Editorial: Drug deaths show more sober-living beds needed

Drug addiction continues to plague Bartholomew County — a crisis that shows no sign of ebbing, and one that cuts short far too many lives with devastating consequences for families, friends and our community.

It’s easy to feel a sense of helplessness and despair about this situation. We must resist such impulses if we are to address this epidemic head-on. Recovery, as anyone who has experienced and battled addiction can tell you, is a lifelong commitment lived one day at a time.

Many of us have felt the agony of losing a loved one to addiction. We wonder what might have been, if only they had gotten help at a crucial hour.

Many of us also have the good fortune to know people who have experienced a seemingly miraculous deliverance from the brink. We should celebrate their recovery of an example of the never-ending possibility for each of us to overcome and to live our best lives.

How heartbreaking it is, then, to learn that so many people who need that help — who are coming forward and asking for it — are turned away. We are failing to meet the immediate needs of people who are begging at a crucial hour for an intervention to help them get well.

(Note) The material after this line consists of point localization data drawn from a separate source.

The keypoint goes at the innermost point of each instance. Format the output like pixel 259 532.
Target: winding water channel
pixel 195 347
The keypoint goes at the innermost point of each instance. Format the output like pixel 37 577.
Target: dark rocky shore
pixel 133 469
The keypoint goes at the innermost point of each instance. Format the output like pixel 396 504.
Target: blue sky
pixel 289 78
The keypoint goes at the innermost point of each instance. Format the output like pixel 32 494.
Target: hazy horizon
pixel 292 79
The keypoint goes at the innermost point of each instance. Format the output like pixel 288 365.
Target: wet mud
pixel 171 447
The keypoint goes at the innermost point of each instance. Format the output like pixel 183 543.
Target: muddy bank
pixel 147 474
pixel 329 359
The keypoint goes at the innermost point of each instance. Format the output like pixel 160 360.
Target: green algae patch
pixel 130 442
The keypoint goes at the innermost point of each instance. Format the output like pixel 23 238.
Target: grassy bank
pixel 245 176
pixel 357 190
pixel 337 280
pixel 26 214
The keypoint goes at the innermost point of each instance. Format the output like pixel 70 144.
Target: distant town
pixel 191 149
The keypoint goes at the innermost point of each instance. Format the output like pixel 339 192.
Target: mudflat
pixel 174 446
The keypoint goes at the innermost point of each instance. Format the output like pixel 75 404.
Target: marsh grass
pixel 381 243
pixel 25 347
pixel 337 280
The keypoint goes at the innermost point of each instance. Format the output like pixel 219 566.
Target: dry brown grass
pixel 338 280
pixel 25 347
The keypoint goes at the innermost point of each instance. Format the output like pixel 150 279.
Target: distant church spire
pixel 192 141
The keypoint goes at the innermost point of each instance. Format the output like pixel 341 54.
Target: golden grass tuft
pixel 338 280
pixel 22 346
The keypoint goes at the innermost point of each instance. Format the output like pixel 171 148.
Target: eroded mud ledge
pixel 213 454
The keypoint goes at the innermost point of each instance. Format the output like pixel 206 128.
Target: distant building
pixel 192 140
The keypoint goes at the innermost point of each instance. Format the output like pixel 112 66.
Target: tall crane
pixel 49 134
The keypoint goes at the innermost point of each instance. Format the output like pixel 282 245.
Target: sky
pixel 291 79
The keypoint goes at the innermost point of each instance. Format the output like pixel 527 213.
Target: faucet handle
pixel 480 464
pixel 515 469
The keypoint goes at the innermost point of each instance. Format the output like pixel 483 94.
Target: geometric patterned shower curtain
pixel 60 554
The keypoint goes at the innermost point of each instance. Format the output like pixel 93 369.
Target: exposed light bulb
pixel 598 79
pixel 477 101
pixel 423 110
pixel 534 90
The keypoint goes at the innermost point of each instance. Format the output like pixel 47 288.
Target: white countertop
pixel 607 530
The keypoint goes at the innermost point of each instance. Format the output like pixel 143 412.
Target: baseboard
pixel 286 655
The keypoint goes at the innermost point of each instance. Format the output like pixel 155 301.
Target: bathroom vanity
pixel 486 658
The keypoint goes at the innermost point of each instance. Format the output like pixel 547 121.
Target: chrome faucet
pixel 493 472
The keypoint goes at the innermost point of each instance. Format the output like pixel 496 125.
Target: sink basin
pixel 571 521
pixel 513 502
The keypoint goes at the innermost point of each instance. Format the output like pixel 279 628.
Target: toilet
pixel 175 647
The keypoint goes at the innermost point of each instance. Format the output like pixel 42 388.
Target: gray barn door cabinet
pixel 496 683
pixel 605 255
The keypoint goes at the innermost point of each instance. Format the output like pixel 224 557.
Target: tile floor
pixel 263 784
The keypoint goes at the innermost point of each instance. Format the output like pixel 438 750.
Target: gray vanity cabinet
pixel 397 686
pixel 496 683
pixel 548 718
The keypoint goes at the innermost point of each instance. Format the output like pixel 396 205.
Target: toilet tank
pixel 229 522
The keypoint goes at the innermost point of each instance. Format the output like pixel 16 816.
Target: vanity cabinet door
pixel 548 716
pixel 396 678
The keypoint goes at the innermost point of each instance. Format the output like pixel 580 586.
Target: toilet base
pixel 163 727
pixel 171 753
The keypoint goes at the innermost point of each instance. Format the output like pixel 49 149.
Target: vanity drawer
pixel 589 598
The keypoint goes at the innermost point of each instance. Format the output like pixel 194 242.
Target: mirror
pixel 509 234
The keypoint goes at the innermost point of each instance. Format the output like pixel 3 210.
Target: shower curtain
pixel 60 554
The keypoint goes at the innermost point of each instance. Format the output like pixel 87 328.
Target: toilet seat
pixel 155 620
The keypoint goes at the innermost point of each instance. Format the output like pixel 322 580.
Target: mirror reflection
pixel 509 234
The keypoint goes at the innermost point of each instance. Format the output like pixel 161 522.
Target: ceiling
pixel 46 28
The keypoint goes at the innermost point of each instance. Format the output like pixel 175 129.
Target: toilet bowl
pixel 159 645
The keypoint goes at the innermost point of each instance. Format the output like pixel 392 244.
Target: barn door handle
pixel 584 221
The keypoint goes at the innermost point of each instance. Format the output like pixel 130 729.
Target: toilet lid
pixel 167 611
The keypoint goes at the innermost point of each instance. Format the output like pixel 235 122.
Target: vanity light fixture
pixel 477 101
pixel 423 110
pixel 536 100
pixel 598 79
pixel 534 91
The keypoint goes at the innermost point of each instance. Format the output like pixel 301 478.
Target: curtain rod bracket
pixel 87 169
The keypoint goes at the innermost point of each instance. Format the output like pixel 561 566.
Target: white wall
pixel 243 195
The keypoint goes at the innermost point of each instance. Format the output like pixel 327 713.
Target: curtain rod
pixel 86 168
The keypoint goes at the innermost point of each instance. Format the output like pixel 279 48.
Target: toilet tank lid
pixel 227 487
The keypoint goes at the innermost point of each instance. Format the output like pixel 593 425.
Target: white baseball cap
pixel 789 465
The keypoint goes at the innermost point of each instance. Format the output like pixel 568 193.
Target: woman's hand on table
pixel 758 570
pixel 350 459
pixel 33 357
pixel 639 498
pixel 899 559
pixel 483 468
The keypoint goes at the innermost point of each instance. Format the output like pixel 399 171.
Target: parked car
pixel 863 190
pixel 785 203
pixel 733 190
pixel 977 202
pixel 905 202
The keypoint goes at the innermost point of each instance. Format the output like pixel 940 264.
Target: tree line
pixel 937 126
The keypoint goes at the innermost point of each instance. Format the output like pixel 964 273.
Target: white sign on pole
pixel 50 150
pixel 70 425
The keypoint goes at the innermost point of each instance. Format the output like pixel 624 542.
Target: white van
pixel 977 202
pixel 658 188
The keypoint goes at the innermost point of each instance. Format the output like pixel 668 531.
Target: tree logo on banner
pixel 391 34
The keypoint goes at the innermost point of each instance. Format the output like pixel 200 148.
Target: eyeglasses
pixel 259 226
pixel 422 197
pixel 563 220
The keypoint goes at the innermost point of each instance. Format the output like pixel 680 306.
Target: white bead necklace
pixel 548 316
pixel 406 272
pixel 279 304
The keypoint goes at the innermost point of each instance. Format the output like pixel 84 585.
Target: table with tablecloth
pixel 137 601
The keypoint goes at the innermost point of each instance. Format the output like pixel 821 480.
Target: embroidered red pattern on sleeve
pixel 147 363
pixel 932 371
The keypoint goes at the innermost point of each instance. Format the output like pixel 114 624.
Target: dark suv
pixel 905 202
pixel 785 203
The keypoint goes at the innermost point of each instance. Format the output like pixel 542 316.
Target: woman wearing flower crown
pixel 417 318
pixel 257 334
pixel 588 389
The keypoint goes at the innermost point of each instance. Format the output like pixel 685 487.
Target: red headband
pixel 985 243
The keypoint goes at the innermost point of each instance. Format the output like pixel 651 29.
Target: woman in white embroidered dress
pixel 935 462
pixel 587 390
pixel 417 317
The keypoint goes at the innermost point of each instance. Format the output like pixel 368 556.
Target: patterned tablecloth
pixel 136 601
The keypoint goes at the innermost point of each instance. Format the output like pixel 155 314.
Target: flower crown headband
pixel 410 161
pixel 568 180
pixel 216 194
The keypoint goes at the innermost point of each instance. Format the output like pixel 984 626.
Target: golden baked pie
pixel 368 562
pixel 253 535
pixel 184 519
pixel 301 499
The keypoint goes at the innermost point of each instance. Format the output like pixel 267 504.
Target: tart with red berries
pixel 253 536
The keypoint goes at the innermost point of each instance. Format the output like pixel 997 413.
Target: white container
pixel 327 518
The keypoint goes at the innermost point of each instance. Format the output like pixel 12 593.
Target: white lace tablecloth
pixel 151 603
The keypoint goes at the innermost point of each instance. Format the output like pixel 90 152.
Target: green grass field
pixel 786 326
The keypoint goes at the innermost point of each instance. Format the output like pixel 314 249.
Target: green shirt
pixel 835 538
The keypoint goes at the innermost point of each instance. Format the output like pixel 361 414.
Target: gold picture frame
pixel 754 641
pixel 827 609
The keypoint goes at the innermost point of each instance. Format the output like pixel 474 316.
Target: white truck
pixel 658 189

As The Republic’s Andy East reported in the Jan. 14 edition of The Republic, the Alliance for Substance Abuse Progress and other community agencies and organizations cannot keep up with the demand to serve those trying to break the grip of addiction. The organizations simply lack the number of sober-living beds. The more than 100 beds in facilities opened since 2020 isn’t nearly enough, said Sherri Jewett, executive director of Alliance for Substance Abuse Progress.

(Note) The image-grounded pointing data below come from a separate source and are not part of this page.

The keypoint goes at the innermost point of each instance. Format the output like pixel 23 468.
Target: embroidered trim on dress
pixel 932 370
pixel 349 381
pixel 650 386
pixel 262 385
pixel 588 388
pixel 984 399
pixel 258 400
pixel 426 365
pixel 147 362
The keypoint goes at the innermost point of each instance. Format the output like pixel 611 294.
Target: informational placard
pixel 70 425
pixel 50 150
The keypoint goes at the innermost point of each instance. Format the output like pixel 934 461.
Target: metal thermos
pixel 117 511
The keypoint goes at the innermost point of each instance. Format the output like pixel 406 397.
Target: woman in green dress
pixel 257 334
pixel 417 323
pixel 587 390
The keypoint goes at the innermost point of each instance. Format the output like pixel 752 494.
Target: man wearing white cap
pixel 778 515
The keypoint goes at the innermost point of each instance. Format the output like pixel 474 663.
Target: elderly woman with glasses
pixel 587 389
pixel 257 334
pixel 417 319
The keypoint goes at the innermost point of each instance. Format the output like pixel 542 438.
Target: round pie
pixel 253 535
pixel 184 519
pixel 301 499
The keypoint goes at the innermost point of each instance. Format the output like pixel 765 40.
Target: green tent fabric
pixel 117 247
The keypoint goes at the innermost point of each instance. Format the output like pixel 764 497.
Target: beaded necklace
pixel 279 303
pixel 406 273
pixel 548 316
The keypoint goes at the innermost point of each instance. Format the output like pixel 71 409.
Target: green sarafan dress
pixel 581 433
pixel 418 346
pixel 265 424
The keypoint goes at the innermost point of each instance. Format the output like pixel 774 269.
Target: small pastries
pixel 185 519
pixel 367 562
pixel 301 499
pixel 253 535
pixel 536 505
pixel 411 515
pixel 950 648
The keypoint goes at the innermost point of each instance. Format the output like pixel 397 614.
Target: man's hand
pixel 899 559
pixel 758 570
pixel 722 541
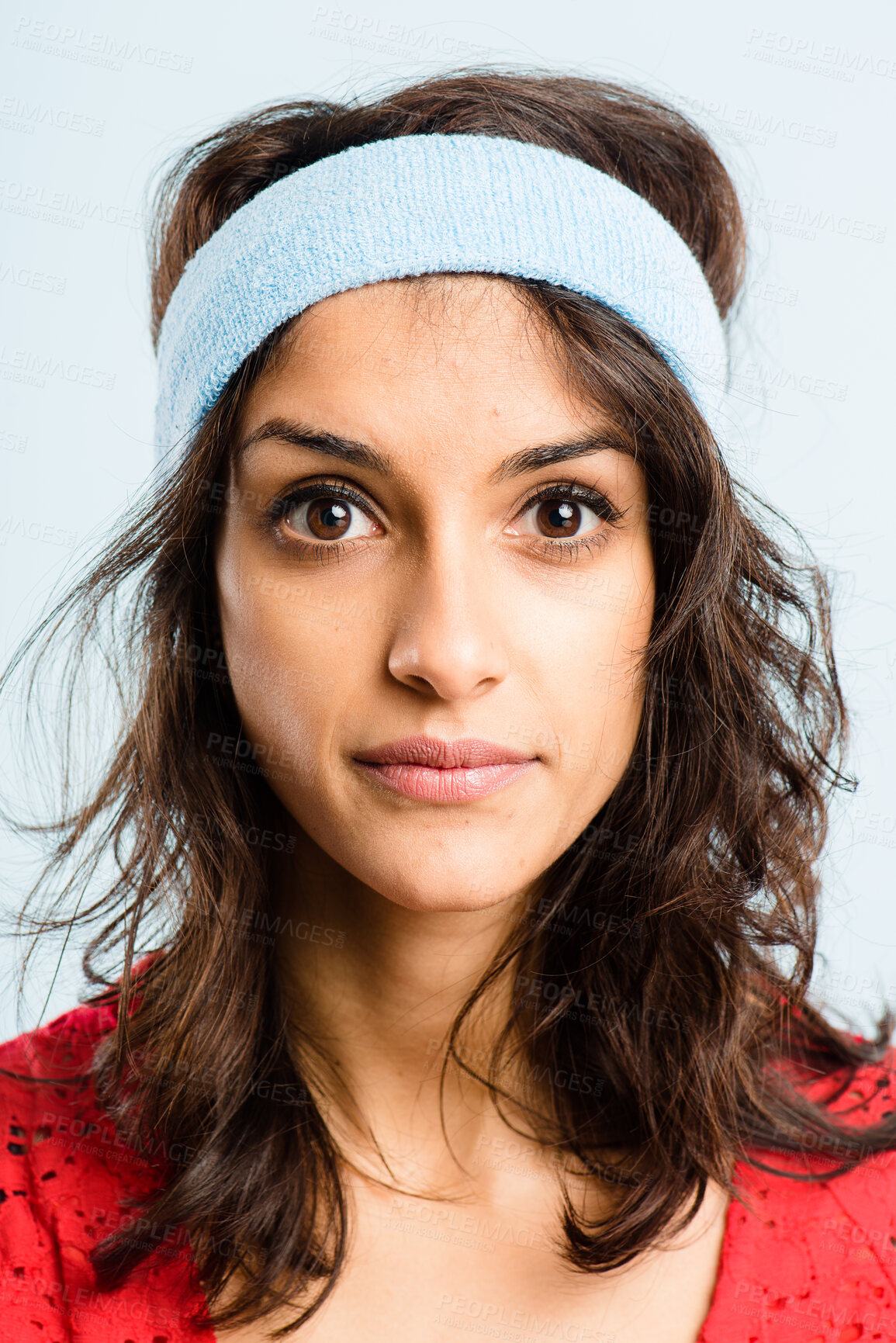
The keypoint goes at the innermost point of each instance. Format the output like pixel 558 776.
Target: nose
pixel 450 644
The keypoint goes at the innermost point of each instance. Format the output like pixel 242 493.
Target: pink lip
pixel 433 770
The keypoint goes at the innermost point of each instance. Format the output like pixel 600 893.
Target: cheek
pixel 282 650
pixel 597 679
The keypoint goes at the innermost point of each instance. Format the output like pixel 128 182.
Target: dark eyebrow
pixel 360 454
pixel 320 441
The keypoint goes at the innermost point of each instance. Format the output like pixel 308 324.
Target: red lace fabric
pixel 811 1262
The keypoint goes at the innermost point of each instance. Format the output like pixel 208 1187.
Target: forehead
pixel 455 360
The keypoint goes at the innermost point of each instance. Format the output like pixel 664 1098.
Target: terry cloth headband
pixel 420 204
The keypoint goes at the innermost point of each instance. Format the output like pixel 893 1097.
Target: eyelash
pixel 327 551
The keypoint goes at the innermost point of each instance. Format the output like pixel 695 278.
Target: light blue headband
pixel 420 204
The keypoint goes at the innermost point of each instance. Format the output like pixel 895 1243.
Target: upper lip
pixel 465 753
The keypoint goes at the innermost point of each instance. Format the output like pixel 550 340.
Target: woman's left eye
pixel 327 517
pixel 560 517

“Just from ASAP alone, we probably have 40 applications a month from people who are looking for sober living that we are not able to help,” Jewett told East. Other service organizations trying to help people recover from addiction are likewise overwhelmed.

More than 60 people died from drug overdoses in Bartholomew County in the past two years. We simply must do more to meet the deadly scourge of drug addiction, especially at the crucial hour when people are seeking help. As a community, at the very least, we should commit to giving those who are asking for help an opportunity to begin the long road to recovery.

How do we make this happen? The first step is to admit to ourselves that we have a problem.

Realizing this, we should resolve to commit, as a community, that any person who seeks help to break an addiction will get help. At the very least, that person ought to have a safe and sober reprieve from the triggers of addiction they are seeking to escape.

The numbers starkly tell us we have work to do. But if our community makes this a mission, our collective character, our ability to meet problems with creative and resourceful solutions, and our desire to want every member of our community to have the opportunity to live their best lives will win out. Fewer people will die of drug overdoses.

ASAP and other organizations are working hard to increase the number of sober living beds in the community. We hope that happens.

Let’s do all everything we can to see that it does, so that when someone you may know asks for help, we can help them.